His motto throughout life has always been “fake it til you make it.” Much like his approach to drumming, where he never had a proper lesson in his life, Dave Grohl takes life as it comes and responds with how it makes him feel. He uses those emotions to fuel him into driving the beat of a song or making a moment special onstage. There are many full circle tales throughout the book that Grohl ties together with a big shiny bow in his retelling, like losing his wallet in Barstow only to get it back 20 years later by a store clerk in Ventura, CA, or meeting Little Richard while having a smoke break at LAX, or hosting the greatest Grammys afterparty in New Orleans with his idols Paul McCartney and AC/DC, or perhaps most special, the little girl from Nirvana’s “Heart-Shaped Box” music video ending up as his stylist for the Oscars. 
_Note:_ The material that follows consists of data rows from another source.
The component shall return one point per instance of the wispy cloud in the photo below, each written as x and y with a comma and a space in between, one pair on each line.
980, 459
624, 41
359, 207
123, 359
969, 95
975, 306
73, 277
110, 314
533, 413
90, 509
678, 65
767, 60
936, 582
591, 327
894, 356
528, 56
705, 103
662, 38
Throughout The Storyteller, readers can see Dave’s lust for life, his deep urge to keep living that soaks him in adolescence even with age. The guy who calls tuxedos “penguin suits” and gets arrested for riding a scooter under the influence in Australia from his own concert is the same guy who has played on SNL fourteen times, been invited to play at The White House countless times, and has 16 Grammy wins and 42 nominations, all while being arguably one of the best drummers of all time. While reading The Storyteller, it’s easy to wonder if the universe just decided to work really fucking hard in Dave Grohl’s honor. Did so many incredible things happen to him because he’s just lucky? Or because that one psychic told him “he’s clairvoyant?” Or is it because Dave always steps outside, always says yes, always does the most to be present in every moment of his life. In the beginning of the book while performing a seance to John Bonham, he questions if he just sold his soul for rock ‘n’ roll. At the end of the book he revisits this question while playing a sold out show at Wrigley Field across the street from the Cubby Bear, the place he attended his first punk concert, saying, “Maybe my seance worked after all…Maybe I had sold my soul.” If selling yourself makes you obsessed with being alive, well hell sign me up.